To understand how reservoir simulation leads to the prediction of reservoir behavior, you first need to understand what reservoir simulation is.

What is Reservoir Simulation?

It is an area of reservoir engineering which combines different disciplines such as physics, computer programming, and mathematics to a reservoir model to predict and analyze the fluid behavior in a reservoir over time. In short it can be defined as the process of imitating the fluid flow behavior in oil reservoir systems such as reservoir rock and fluids, surface, and subsurface facilities through mathematical and physical models. It’s a very effective tool for understanding the performance of the petroleum and gas reservoir under different strategies.

What reservoir simulation contains?

It consists of the following:

  1. A geological model containing a volumetric grid with cell/face properties explaining the spongy rock structure.
  2. A flow model explaining how fluids flow in a porous channel, mainly as a set of partial differential equations covering mass and volume conversation with closure relations.
  3. A well model sharing the in and outflow of the reservoir including a flow model within the wellbore.

When is reservoir simulation used?

It is mainly used for two main reasons:

  1. To help with operational and investment plans
  2. To mature development plans for new fields

In order to perform reservoir simulation, different complex case studies are carried out by the subject experts for preparing the simulation input data set. The simulation study includes different elements such as:

  • Relevant Field History
  • Forecast and Predictions based on the existing operational strategy
  • Evaluating operative Scenarios

Purpose of Reservoir Simulation

Reservoir simulation is done to forecast field performance and recovery for different field development scenarios. This is further evaluated to understand the effects on the recovery of multiple operational conditions in addition to the comparison between the economics of different recovery methods. 

The simulation method uses a 3D spatial approach. This method is more robust compared to the analogous, decline, type curve, or empirical methods as it shares dimensionality which the other methods are unable to do. This is the only prediction method which includes vertical and areal distributions of the non-uniform rock properties, rock-fluid properties, pressures, and saturations. It helps in assessing development alternatives that are accurately required for most ventures.

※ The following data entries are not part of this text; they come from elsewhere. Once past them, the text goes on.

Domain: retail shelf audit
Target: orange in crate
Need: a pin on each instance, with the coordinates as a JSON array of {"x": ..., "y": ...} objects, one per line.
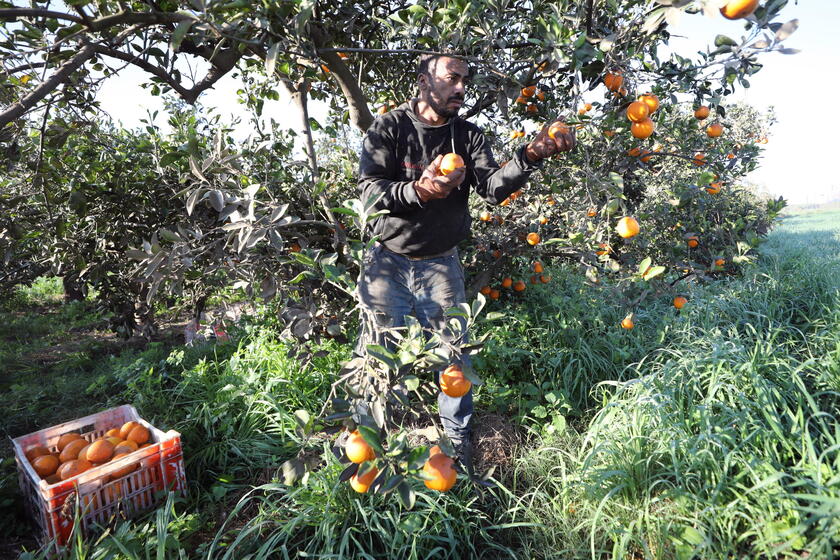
[{"x": 126, "y": 485}]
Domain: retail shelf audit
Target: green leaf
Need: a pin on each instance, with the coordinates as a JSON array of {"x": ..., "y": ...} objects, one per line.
[
  {"x": 371, "y": 436},
  {"x": 293, "y": 470},
  {"x": 407, "y": 495},
  {"x": 653, "y": 272},
  {"x": 722, "y": 40},
  {"x": 411, "y": 382},
  {"x": 271, "y": 58},
  {"x": 179, "y": 34}
]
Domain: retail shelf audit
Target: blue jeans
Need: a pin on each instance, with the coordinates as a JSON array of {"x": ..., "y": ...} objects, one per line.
[{"x": 394, "y": 286}]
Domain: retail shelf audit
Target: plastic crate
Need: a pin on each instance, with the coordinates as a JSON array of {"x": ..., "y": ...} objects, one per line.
[{"x": 52, "y": 506}]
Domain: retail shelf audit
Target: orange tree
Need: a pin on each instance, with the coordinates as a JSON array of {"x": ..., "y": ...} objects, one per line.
[{"x": 585, "y": 62}]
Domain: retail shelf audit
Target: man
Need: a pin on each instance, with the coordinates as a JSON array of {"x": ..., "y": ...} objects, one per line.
[{"x": 415, "y": 269}]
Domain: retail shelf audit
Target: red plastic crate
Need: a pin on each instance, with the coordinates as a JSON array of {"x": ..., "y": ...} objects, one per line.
[{"x": 52, "y": 506}]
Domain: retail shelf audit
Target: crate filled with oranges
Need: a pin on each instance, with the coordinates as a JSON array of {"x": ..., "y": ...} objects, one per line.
[{"x": 106, "y": 464}]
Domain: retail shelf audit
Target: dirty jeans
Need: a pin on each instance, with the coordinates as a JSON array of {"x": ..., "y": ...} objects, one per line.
[{"x": 394, "y": 286}]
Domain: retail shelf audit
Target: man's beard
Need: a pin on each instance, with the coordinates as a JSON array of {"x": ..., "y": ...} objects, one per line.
[{"x": 443, "y": 109}]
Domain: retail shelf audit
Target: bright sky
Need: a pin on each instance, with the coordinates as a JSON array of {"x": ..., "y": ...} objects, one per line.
[{"x": 798, "y": 161}]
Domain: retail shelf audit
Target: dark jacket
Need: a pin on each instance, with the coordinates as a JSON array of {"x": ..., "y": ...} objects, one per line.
[{"x": 396, "y": 150}]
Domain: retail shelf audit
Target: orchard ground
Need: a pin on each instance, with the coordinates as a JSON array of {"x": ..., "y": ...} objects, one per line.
[{"x": 708, "y": 433}]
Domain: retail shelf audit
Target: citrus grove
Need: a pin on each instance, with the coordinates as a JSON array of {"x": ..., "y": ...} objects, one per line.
[{"x": 652, "y": 199}]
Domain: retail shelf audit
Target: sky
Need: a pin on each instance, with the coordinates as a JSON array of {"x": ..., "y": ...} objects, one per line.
[{"x": 798, "y": 162}]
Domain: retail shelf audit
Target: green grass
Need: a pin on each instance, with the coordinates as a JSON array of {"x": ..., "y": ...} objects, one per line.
[{"x": 708, "y": 433}]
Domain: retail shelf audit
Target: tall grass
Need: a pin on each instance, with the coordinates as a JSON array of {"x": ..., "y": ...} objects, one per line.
[
  {"x": 708, "y": 433},
  {"x": 723, "y": 443}
]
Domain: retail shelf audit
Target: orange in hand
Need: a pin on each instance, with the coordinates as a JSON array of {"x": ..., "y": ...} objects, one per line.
[
  {"x": 637, "y": 111},
  {"x": 627, "y": 227},
  {"x": 450, "y": 163}
]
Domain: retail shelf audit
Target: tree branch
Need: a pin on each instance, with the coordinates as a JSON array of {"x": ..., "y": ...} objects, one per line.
[
  {"x": 360, "y": 114},
  {"x": 18, "y": 109},
  {"x": 11, "y": 14}
]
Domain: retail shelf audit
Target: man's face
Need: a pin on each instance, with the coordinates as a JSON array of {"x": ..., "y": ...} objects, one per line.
[{"x": 443, "y": 87}]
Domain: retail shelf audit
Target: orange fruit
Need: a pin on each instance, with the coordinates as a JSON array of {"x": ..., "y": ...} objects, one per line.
[
  {"x": 557, "y": 127},
  {"x": 613, "y": 81},
  {"x": 83, "y": 453},
  {"x": 440, "y": 469},
  {"x": 642, "y": 129},
  {"x": 627, "y": 227},
  {"x": 651, "y": 101},
  {"x": 714, "y": 130},
  {"x": 45, "y": 465},
  {"x": 361, "y": 483},
  {"x": 99, "y": 451},
  {"x": 67, "y": 438},
  {"x": 139, "y": 434},
  {"x": 450, "y": 163},
  {"x": 453, "y": 383},
  {"x": 357, "y": 449},
  {"x": 71, "y": 450},
  {"x": 124, "y": 470},
  {"x": 126, "y": 428},
  {"x": 127, "y": 446},
  {"x": 637, "y": 111},
  {"x": 36, "y": 451},
  {"x": 736, "y": 9},
  {"x": 73, "y": 468}
]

Today, reservoir simulation holds the importance of being the standard practice in the industry at all levels (forecast, facility, and field). The classic reservoir simulation allows multiphase flow simulation in heterogeneous reservoirs. It also includes variations of reservoir properties such as pay zone thickness, porosity, fluid-saturation, faults inclusion, and multiple wells. Whereas the modern reservoir simulator makes multi-stage fractures possible. Reservoir simulators are also combined with wellbore flow simulators to allow a wellhead pressure/flow rate. They are widely used to optimize the completion of good designs and to maximize well productivity and field production.

However when using a reservoir simulation model for forecasting and predictions of reservoir behavior, understand the uncertainties involved in this model. For example, if the geological model is not appropriate and does not offer quality data, then you can not get quality results from the reservoir simulation model even if the history match is perfect.

Reservoir simulation is not a new concept in the engineering industry. It has been in use for a long time by engineers using mathematical models and calculations. However, today the engineering calculations are digitized with the help of computers. Dynamic simulation software is available to do the job for you.

It also includes new features that make the study more detailed and helps in predicting much more accurate simulations. It also has become practical due to the widespread use of computers in this day and age. However, some engineers are required to solve complex mathematical expressions which are quite difficult to understand to fetch more details. This results in many engineers shying away from using these simulators. But as time goes on, this simulator software would be used more so the engineers need to be competent enough for understanding and operation simulation problems, dealing with input data and calculation of results.